Some conceptual symmetry can be regained though. Suppose $RMP$ is really low as compared to $FPP$ and let’s ignore it in our approximation. Then, the likelihood ratio of the incriminating evidence becomes $\frac{1}{FPP}$ and the likelihood ratio of exculpatory evidence becomes $\frac{FNP}{1}$. However, the change rate of these differ. While $\frac{d}{dx}(\frac{1}{x}) = \frac{d}{dx} (x^{-1}) = - \frac{1}{x^2}$, $\frac{d}{dx}(\frac{x}{1})=1$, and the derivatives look quite different.

x <- seq(0, 1, by = 0.01)
dfn <- rep(1, length(x) )
dfp <- -1/(x^2)

ggplot()+geom_line(aes(x=x,y=dfp, color = "incriminating"))+geom_line(aes(x=x,y=dfn, color = "exculpatory"))+ylim(c(-10,2))+theme_tufte()+
  theme(legend.position = c(0.8, 0.2), legend.title = element_blank())+ylab("likelihood ratio")+xlab("error rate")

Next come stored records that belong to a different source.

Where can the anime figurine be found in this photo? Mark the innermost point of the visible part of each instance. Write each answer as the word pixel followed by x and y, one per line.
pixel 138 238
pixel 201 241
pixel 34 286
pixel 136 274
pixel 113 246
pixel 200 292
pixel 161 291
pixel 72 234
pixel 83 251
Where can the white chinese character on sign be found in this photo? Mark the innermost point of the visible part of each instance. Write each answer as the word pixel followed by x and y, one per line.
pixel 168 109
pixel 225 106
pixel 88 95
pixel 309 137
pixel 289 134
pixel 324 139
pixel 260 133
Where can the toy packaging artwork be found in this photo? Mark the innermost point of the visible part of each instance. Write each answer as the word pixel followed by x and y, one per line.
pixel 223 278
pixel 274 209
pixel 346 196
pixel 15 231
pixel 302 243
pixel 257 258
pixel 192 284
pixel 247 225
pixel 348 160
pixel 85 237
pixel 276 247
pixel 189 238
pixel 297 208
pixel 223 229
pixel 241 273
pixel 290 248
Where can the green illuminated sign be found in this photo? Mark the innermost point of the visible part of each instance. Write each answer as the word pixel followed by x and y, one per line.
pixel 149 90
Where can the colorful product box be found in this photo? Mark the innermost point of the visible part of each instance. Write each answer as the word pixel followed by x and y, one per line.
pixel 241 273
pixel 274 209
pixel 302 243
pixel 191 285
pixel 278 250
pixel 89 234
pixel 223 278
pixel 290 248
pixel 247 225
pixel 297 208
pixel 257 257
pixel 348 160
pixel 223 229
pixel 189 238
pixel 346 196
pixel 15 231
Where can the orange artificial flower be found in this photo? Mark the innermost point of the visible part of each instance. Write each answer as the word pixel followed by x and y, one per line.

The key lesson from this section is as follows. First, likelihood ratios are useful in the evaluation and comparison of the impact of positive an negative error rates: and it makes clear that this impact is not the same, contrary to what one may intuitively think. Second, the likelihood ratio analysis reveals that even a seemingly small error rate in a sense trumps random match probability: if you think there are good reasons to worry about random matches, the analysis shows that there are much better reasons to worry about error rates. While in fact error rates have not been properly studied, the above application of likelihood ratio to investigate the potential impact of hypothetical error rates is still useful in guiding further research, as it clearly suggests that error rates may have serious impact on the value of various types of evidence, and so require attention.